CA Angers, ch. com. A, 11 juin 2024, n° 20/00030

ANGERS

Arrêt

Confirmation

COMPOSITION DE LA JURIDICTION

Président :

Mme Corbel

Conseillers :

M. Chappert, Mme Gandais

Avocats :

Me Brouin, Me Boisnard

TGI Angers, du 10 déc. 2019, n° 17/00524

10 décembre 2019

FAITS ET PRÉTENTIONS

Par acte sous-seing privé du 29 juin 2012, la SCI J2M, représentée par M. [W] et Mme [F], a donné à bail commercial à Mme [E] et à M. [H], désignés ' le locataire', des locaux sis [Adresse 2] à [Localité 4], destinés à l'exercice de leur activité d'agent général d'assurance, moyennant un loyer annuel de 12 000 euros payable mensuellement et indexé, pour une durée de neuf années avec prise d'effet rétroactive au 18 mai 2012 et faculté donnée au locataire de résiliation anticipée à l'expiration de chaque période triennale.
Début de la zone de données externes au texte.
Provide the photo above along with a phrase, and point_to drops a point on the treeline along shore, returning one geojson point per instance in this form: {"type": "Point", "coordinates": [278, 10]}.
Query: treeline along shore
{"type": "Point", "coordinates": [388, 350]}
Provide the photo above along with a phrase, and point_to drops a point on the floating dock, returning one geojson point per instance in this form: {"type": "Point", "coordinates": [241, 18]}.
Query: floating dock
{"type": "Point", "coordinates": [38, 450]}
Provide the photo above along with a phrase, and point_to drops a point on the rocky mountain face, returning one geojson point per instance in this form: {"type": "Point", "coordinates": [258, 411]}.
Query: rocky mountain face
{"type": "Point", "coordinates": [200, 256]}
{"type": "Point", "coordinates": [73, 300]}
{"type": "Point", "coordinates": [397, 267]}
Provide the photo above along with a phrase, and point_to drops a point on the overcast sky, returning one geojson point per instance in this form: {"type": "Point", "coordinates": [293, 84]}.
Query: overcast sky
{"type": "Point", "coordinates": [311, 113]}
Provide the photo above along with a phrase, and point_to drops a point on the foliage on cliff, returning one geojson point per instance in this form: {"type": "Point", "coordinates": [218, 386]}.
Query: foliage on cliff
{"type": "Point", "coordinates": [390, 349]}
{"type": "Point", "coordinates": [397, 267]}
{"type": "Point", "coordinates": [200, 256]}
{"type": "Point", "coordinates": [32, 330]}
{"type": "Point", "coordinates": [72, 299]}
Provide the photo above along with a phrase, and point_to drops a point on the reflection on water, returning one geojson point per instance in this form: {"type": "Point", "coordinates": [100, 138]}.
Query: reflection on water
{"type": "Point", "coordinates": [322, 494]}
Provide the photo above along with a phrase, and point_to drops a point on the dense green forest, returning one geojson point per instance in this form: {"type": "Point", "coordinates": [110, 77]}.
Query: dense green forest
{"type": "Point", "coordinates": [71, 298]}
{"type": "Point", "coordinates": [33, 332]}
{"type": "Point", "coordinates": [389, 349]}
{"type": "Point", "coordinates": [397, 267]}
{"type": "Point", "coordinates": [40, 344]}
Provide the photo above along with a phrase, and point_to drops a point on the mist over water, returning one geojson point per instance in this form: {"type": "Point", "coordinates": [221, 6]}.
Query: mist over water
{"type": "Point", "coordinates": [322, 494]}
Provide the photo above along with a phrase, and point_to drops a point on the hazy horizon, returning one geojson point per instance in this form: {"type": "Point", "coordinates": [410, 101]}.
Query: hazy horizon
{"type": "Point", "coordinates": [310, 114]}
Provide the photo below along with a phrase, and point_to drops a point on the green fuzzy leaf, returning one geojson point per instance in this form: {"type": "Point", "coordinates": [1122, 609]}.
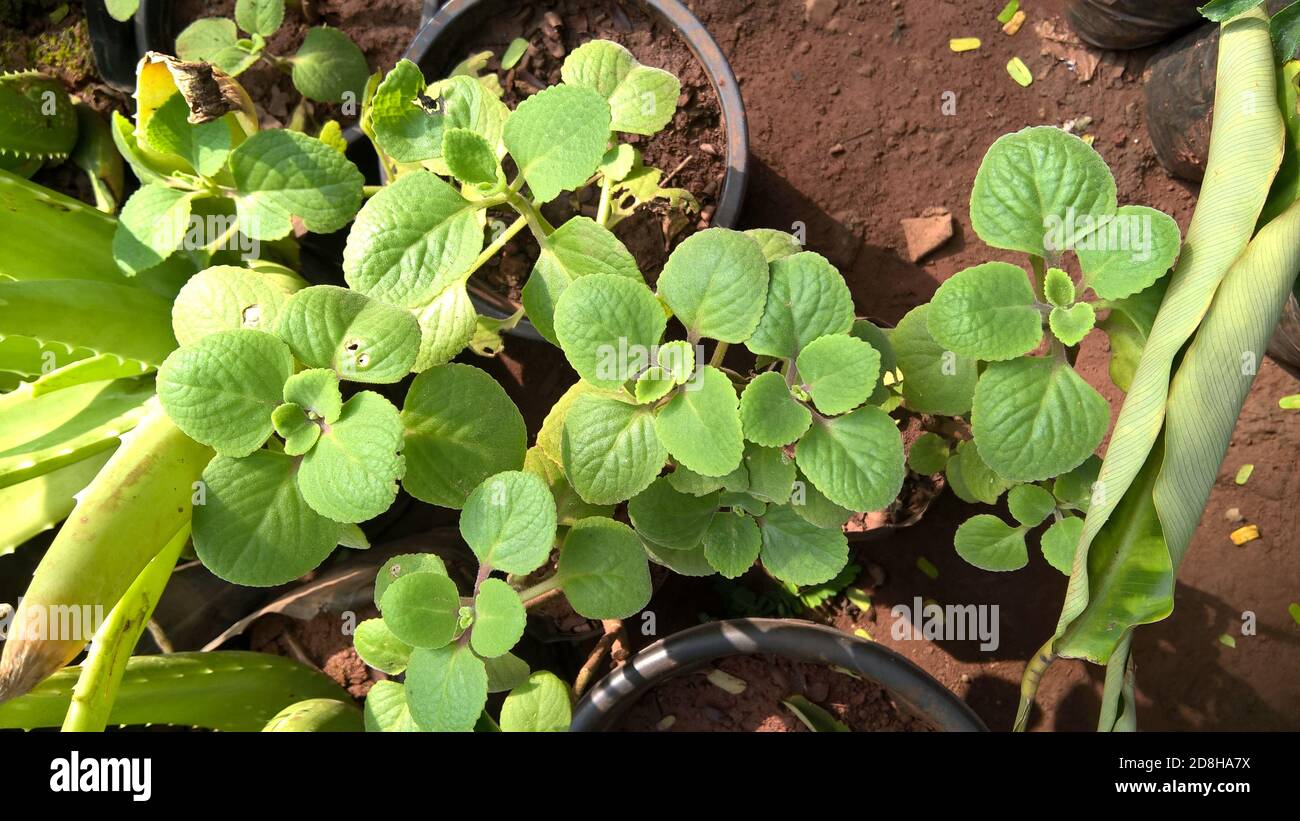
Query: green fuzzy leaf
{"type": "Point", "coordinates": [1058, 287]}
{"type": "Point", "coordinates": [840, 372]}
{"type": "Point", "coordinates": [225, 298]}
{"type": "Point", "coordinates": [1060, 543]}
{"type": "Point", "coordinates": [1129, 252]}
{"type": "Point", "coordinates": [206, 147]}
{"type": "Point", "coordinates": [934, 378]}
{"type": "Point", "coordinates": [316, 391]}
{"type": "Point", "coordinates": [359, 338]}
{"type": "Point", "coordinates": [280, 174]}
{"type": "Point", "coordinates": [402, 565]}
{"type": "Point", "coordinates": [377, 647]}
{"type": "Point", "coordinates": [460, 429]}
{"type": "Point", "coordinates": [1030, 504]}
{"type": "Point", "coordinates": [1035, 418]}
{"type": "Point", "coordinates": [538, 706]}
{"type": "Point", "coordinates": [446, 689]}
{"type": "Point", "coordinates": [261, 17]}
{"type": "Point", "coordinates": [411, 240]}
{"type": "Point", "coordinates": [351, 474]}
{"type": "Point", "coordinates": [610, 448]}
{"type": "Point", "coordinates": [1070, 325]}
{"type": "Point", "coordinates": [329, 66]}
{"type": "Point", "coordinates": [671, 518]}
{"type": "Point", "coordinates": [856, 460]}
{"type": "Point", "coordinates": [558, 138]}
{"type": "Point", "coordinates": [800, 552]}
{"type": "Point", "coordinates": [732, 544]}
{"type": "Point", "coordinates": [806, 298]}
{"type": "Point", "coordinates": [603, 569]}
{"type": "Point", "coordinates": [221, 390]}
{"type": "Point", "coordinates": [989, 543]}
{"type": "Point", "coordinates": [986, 312]}
{"type": "Point", "coordinates": [609, 328]}
{"type": "Point", "coordinates": [1038, 190]}
{"type": "Point", "coordinates": [576, 248]}
{"type": "Point", "coordinates": [928, 454]}
{"type": "Point", "coordinates": [510, 522]}
{"type": "Point", "coordinates": [386, 709]}
{"type": "Point", "coordinates": [642, 100]}
{"type": "Point", "coordinates": [700, 426]}
{"type": "Point", "coordinates": [469, 157]}
{"type": "Point", "coordinates": [255, 528]}
{"type": "Point", "coordinates": [716, 285]}
{"type": "Point", "coordinates": [421, 609]}
{"type": "Point", "coordinates": [499, 618]}
{"type": "Point", "coordinates": [151, 227]}
{"type": "Point", "coordinates": [770, 415]}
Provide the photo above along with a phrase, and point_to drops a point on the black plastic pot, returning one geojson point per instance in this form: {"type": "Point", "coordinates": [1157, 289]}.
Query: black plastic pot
{"type": "Point", "coordinates": [437, 48]}
{"type": "Point", "coordinates": [797, 641]}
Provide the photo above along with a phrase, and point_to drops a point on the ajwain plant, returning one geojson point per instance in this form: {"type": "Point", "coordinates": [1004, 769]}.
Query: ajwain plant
{"type": "Point", "coordinates": [996, 343]}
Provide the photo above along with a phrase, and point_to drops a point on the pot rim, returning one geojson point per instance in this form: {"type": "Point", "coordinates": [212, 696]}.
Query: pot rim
{"type": "Point", "coordinates": [796, 639]}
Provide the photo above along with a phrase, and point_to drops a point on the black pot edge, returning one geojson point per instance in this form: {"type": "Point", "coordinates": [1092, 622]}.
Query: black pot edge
{"type": "Point", "coordinates": [802, 641]}
{"type": "Point", "coordinates": [731, 198]}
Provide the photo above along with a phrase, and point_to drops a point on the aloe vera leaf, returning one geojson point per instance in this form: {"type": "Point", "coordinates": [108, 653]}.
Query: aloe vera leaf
{"type": "Point", "coordinates": [39, 434]}
{"type": "Point", "coordinates": [115, 642]}
{"type": "Point", "coordinates": [120, 524]}
{"type": "Point", "coordinates": [42, 502]}
{"type": "Point", "coordinates": [317, 716]}
{"type": "Point", "coordinates": [226, 690]}
{"type": "Point", "coordinates": [1246, 151]}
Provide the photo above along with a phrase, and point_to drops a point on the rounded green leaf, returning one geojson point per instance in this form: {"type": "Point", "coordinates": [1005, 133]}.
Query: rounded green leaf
{"type": "Point", "coordinates": [641, 99]}
{"type": "Point", "coordinates": [499, 618]}
{"type": "Point", "coordinates": [460, 429]}
{"type": "Point", "coordinates": [254, 526]}
{"type": "Point", "coordinates": [610, 448]}
{"type": "Point", "coordinates": [510, 522]}
{"type": "Point", "coordinates": [1039, 190]}
{"type": "Point", "coordinates": [446, 689]}
{"type": "Point", "coordinates": [700, 426]}
{"type": "Point", "coordinates": [797, 551]}
{"type": "Point", "coordinates": [856, 460]}
{"type": "Point", "coordinates": [421, 608]}
{"type": "Point", "coordinates": [716, 283]}
{"type": "Point", "coordinates": [770, 415]}
{"type": "Point", "coordinates": [541, 704]}
{"type": "Point", "coordinates": [411, 240]}
{"type": "Point", "coordinates": [280, 174]}
{"type": "Point", "coordinates": [557, 138]}
{"type": "Point", "coordinates": [986, 312]}
{"type": "Point", "coordinates": [840, 372]}
{"type": "Point", "coordinates": [328, 66]}
{"type": "Point", "coordinates": [732, 544]}
{"type": "Point", "coordinates": [351, 474]}
{"type": "Point", "coordinates": [671, 518]}
{"type": "Point", "coordinates": [1035, 418]}
{"type": "Point", "coordinates": [359, 338]}
{"type": "Point", "coordinates": [934, 378]}
{"type": "Point", "coordinates": [989, 543]}
{"type": "Point", "coordinates": [609, 328]}
{"type": "Point", "coordinates": [806, 298]}
{"type": "Point", "coordinates": [603, 569]}
{"type": "Point", "coordinates": [1030, 504]}
{"type": "Point", "coordinates": [222, 390]}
Il y est stipulé qu'il y a solidarité entre les personnes identifiées sous le vocable 'locataire' mais que M. [H] ayant donné sa démission envers la compagnie Aviva, laquelle devait être effective au 31 décembre 2012, la solidarité entre Mme [E] et M. [H] dans les droits et obligations résultant à leur profit ou à leur encontre des stipulations du bail cessera de plein droit le 31'décembre 2012.

Les parties y ont déclaré expressément se soumettre au statut des baux commerciaux par application de l'article 145-2 7° du code de commerce, par dérogation à l'article 57 A de la loi du 23 décembre 1986.

Après le départ de M. [H], Mme [E] a poursuivi son activité dans ces locaux. En 2015, elle s'est associée à M. [C] sous la forme d'une société en participation 'Cabinet [T] [E] [Y] [C]' et a poursuivi son activité dans les même locaux.

Par lettre recommandée du 7 décembre 2015 à l'en-tête du cabinet [E] [C], adressée à M. [W], Mme [E] et M. [C] ont donné congé à effet au 30 juin 2016, 'conformément à la réglementation commerciale'.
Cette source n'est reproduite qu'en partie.